The simulated true stress versus true strain curve matches perfectly the corresponding experimental curve. The simulated engineering stress versus engineering strain curve matches perfectly the corresponding experimental curve until striction starts at which point effort starts to decrease.

Figure 8 shows the results of the plastic strain contour plot visualization. The beginning of striction can be observed.

The simulated true stress versus true strain curve matches perfectly the corresponding experimental curve. The simulated engineering stress versus engineering strain curve matches perfectly the corresponding experimental curve until striction starts at which point effort starts to decrease.

Figure 10 shows the results of the plastic strain contour plot visualization. The beginning of striction can be observed.

The simulated true stress versus true strain curve matches perfectly the corresponding experimental curve. The simulated engineering stress versus engineering strain curve matches perfectly the corresponding experimental curve until striction starts at which point effort starts to decrease.

Figure 12 shows the results of the plastic strain contour plot visualization. The beginning of striction can be observed.

The simulated true stress versus true strain curve matches perfectly the corresponding experimental curve. The simulated engineering stress versus engineering strain curve matches perfectly the corresponding experimental curve until striction starts at which point effort starts to decrease.

Figure 14 shows the results of the plastic strain contour plot visualization. The beginning of striction can be observed.

The simulated true stress versus true strain curve matches perfectly the corresponding experimental curve. The simulated engineering stress versus engineering strain curve matches perfectly the corresponding experimental curve until striction starts at which point effort starts to decrease.

Figure 16 shows the results of the plastic strain contour plot visualization. As can be seen at the end of simulation the striction is barely initiated. This is due to the very stiff element formulation.

The simulated true stress versus true strain curve matches perfectly the corresponding experimental curve. After this point, the stress continues to increase, in contrast to other results presented previously. The simulated engineering stress versus engineering strain curve matches perfectly the corresponding experimental curve until striction starts at which point effort starts to decrease.

Figure 18 shows the results of the plastic strain contour plot visualization. Using I_tetra4=3, the striction can be observed in contrast to the formulation above (with I_tetra4=0).

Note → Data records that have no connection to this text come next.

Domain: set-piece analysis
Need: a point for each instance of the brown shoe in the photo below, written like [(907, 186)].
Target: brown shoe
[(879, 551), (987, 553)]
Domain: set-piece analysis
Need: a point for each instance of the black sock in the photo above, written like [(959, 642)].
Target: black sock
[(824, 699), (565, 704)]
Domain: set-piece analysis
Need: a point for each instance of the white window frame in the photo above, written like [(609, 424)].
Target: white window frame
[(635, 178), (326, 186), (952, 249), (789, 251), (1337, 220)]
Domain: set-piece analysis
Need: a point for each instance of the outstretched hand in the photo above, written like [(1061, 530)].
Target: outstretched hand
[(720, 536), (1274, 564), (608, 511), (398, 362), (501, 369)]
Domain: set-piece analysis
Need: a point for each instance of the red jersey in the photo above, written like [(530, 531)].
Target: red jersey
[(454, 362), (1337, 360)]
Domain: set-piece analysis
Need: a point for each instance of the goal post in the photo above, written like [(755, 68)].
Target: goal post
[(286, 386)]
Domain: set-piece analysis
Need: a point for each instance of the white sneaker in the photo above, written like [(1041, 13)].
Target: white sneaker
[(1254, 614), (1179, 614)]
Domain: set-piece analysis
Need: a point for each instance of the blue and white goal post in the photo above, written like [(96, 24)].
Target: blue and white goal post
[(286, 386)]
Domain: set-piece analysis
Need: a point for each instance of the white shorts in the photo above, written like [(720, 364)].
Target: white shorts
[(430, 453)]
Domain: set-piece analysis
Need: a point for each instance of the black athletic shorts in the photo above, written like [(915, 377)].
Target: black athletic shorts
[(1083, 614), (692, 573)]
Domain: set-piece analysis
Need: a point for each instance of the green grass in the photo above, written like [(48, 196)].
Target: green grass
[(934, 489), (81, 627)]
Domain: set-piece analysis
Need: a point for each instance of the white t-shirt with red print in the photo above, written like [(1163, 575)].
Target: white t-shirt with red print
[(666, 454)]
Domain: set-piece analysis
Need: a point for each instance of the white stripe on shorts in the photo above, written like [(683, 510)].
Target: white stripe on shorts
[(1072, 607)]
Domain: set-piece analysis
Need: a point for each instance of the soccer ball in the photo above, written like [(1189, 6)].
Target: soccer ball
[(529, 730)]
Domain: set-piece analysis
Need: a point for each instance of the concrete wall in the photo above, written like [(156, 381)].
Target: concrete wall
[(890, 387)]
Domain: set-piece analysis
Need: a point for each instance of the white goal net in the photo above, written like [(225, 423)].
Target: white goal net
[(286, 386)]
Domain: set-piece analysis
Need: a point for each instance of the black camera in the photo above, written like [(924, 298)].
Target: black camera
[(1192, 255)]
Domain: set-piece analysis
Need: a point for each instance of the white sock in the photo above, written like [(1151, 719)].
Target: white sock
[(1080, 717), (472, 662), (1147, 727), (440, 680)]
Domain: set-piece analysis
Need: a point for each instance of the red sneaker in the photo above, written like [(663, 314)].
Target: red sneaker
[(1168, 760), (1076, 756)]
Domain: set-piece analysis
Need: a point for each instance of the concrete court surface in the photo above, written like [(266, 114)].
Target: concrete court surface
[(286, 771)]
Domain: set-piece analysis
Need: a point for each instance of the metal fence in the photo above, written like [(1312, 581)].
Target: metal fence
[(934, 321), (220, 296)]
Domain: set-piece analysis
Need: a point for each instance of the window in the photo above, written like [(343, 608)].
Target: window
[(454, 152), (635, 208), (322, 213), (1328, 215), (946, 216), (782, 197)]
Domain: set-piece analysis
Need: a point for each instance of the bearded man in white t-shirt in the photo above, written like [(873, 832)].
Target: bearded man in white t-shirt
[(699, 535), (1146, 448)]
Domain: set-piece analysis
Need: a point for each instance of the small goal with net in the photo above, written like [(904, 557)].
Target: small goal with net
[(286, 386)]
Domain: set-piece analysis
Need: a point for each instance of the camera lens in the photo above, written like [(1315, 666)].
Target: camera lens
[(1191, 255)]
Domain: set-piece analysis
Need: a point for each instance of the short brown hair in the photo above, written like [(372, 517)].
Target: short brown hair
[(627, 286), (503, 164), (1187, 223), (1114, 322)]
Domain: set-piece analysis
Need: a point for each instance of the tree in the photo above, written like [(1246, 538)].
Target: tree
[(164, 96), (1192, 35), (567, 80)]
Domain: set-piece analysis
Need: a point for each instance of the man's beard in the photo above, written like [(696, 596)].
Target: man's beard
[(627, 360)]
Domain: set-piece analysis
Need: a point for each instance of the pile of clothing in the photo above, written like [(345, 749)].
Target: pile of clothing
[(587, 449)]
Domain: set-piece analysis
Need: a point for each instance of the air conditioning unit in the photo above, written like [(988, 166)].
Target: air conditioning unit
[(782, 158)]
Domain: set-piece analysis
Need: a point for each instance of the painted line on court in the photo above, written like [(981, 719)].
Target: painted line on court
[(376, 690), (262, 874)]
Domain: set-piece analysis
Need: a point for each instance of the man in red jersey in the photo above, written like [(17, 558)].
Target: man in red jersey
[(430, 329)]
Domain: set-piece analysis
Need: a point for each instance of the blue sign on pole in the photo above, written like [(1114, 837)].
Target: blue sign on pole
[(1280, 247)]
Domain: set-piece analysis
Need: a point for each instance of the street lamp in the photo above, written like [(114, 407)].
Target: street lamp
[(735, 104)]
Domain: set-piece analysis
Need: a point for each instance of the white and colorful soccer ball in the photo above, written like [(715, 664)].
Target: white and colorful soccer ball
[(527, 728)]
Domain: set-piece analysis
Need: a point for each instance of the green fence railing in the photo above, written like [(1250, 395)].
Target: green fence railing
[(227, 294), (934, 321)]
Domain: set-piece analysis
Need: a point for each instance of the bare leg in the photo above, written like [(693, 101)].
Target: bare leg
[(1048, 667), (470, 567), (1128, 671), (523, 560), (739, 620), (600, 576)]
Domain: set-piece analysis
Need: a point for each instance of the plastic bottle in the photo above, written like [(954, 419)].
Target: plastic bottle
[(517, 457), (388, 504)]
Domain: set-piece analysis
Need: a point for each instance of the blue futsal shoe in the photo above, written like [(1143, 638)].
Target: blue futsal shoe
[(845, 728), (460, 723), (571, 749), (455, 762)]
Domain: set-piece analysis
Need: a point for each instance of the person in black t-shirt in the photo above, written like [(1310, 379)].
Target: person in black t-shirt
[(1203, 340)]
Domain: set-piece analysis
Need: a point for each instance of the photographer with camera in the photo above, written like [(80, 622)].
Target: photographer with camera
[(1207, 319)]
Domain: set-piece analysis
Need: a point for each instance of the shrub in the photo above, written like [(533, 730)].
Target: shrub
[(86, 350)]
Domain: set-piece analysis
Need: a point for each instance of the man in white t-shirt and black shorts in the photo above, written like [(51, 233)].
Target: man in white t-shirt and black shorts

The simulated true stress versus true strain curve matches perfectly the corresponding experimental curve. The simulated engineering stress versus engineering strain curve matches perfectly the corresponding experimental curve until striction starts at which point effort starts to decrease.

Figure 20 shows the results of the plastic strain contour plot visualization. You can spot the beginning of striction.

The simulated true stress versus true strain curve matches perfectly the corresponding experimental curve. The simulated engineering stress versus engineering strain curve matches perfectly the corresponding experimental curve until striction starts at which point effort starts to decrease.

Figure 22 shows the results of the plastic strain contour plot visualization.

The simulated true stress versus true strain curve matches perfectly the corresponding experimental curve. The simulated engineering stress versus engineering strain curve matches perfectly the corresponding experimental curve until striction starts at which point effort starts to decrease.